The potential pitfall of the evaluation of HCC vascularity by using FP-MRI is that the arterioportal shunting (APS) coexists with HCC. APS breaks the equilibrium of normal dual blood supply to the liver tissue and affects the blood flow in tumors, the enhancement of tumors might be changed depending on the degree and location of the shunting[31-33]. Large HCC might be enhanced poorly, and the vascularity might be underestimated because of the limited amount of contrast material passed through the tumor bed. The SS in three patients with APS associated with HCC (mean, 40% per second) was lower than the mean value of the patients (mean, 69% per second). Nevertheless, when the APS coexisted with HCC, the vascularity of HCC evaluated by using FP-MRI should be with caution, only when the shunting disappeared after embolization, was the vascularity of HCC assessed correctly.

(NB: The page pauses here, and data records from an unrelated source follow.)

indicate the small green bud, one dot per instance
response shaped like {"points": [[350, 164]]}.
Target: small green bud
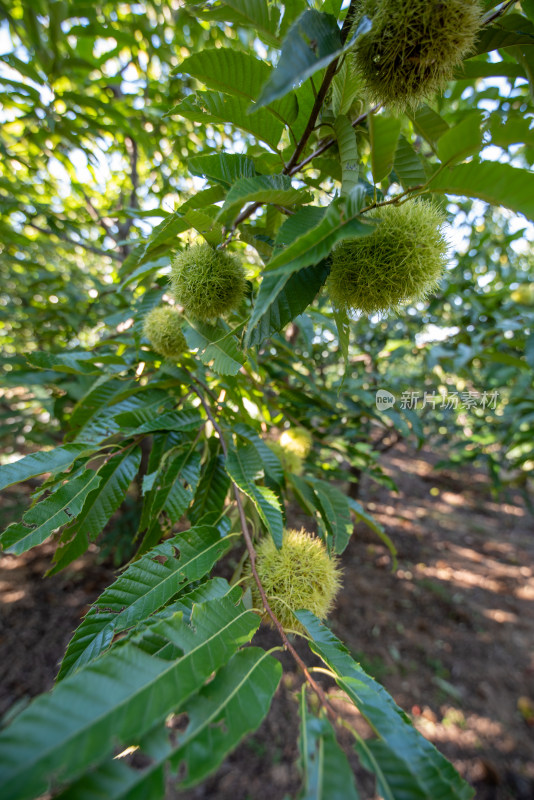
{"points": [[208, 283], [163, 329]]}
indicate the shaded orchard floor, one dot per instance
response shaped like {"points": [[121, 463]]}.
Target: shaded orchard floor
{"points": [[450, 633]]}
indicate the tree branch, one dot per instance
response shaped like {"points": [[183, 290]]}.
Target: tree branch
{"points": [[321, 94]]}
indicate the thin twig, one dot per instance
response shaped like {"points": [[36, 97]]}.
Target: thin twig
{"points": [[252, 556], [330, 142]]}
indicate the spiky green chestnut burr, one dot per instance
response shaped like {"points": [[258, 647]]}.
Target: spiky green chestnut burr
{"points": [[413, 47], [400, 262], [208, 283], [301, 575], [297, 441], [163, 329]]}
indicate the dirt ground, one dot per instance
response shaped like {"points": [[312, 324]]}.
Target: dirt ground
{"points": [[450, 633]]}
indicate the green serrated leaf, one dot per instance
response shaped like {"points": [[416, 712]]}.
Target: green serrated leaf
{"points": [[146, 586], [282, 298], [260, 16], [429, 124], [311, 44], [408, 165], [60, 508], [212, 489], [217, 345], [345, 89], [462, 140], [223, 168], [222, 109], [270, 461], [424, 770], [244, 466], [341, 221], [263, 189], [384, 136], [116, 476], [117, 700], [233, 704], [496, 183], [325, 767], [236, 73], [348, 153], [45, 461]]}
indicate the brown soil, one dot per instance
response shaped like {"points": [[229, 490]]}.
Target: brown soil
{"points": [[450, 633]]}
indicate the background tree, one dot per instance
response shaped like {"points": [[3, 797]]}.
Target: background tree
{"points": [[132, 132]]}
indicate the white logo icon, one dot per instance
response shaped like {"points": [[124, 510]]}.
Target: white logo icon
{"points": [[384, 400]]}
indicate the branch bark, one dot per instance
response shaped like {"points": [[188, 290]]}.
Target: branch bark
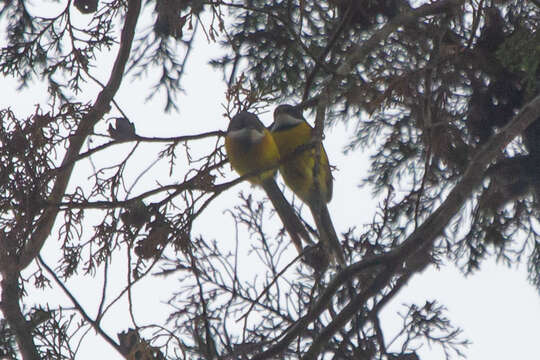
{"points": [[101, 107]]}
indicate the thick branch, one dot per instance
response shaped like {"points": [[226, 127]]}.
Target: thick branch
{"points": [[366, 47], [100, 108], [13, 314]]}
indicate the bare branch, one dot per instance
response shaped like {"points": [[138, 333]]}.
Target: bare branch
{"points": [[100, 108]]}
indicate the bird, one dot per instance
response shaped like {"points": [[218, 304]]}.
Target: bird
{"points": [[292, 132], [252, 151]]}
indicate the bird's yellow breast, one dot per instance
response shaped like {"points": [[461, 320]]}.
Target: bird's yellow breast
{"points": [[252, 157], [298, 170]]}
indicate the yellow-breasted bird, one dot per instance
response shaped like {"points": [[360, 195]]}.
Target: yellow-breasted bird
{"points": [[251, 149], [291, 131]]}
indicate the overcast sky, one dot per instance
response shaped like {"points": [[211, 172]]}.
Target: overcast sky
{"points": [[497, 308]]}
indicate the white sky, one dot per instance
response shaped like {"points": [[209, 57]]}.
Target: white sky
{"points": [[497, 308]]}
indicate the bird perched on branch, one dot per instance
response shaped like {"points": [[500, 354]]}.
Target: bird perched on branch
{"points": [[308, 177], [251, 150]]}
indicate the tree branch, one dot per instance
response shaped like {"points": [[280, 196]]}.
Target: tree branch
{"points": [[9, 305], [362, 50], [100, 108], [423, 235]]}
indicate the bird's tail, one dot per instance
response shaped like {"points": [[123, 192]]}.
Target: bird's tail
{"points": [[327, 232], [286, 213]]}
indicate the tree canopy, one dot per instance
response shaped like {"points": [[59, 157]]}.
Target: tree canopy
{"points": [[444, 94]]}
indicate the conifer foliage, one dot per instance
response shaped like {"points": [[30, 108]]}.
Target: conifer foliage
{"points": [[445, 94]]}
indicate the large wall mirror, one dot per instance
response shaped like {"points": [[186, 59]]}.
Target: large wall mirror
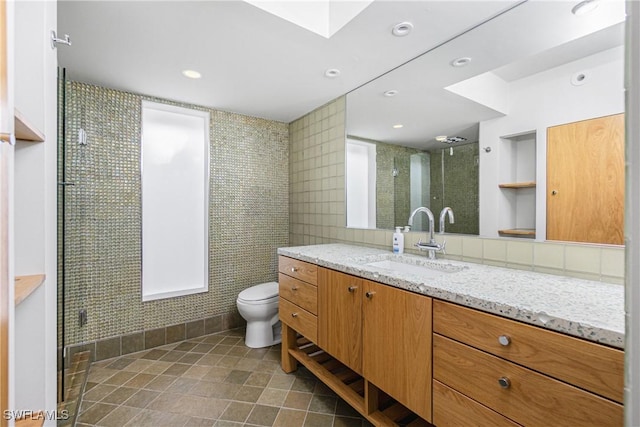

The discrepancy between SS and DSA in assessment of the HCC vascularity derived from T1 weighted FP-MRI was within group III and group I. When SS showed hypervascularity in five lesions, DSA demonstrated hypovascularity. SS showed hypovascularity in two lesions, DSA, however, demonstrated hypervascularity. The differences between these two techniques were due to the pattern of contrast media administrated. The contrast media were administered through I.V. before MRI performance and through hepatic artery during DSA. As a result, the extrahepatic blood supply could not be revealed by DSA during arterial phase. This is the limitation of DSA in evaluation of HCC vascularity. On the other hand, the two sections of axial or coronal MR imaging not correlating with DSA point by point might contribute to their difference.

In summery, T1 weighted FP-MRI has been proved to be practical and noninvasive in assessment of the vascularity, and provides semi-quantitative criteria for the selection of patients to be treated with TACE or other ablation in their initial therapy and during follow up.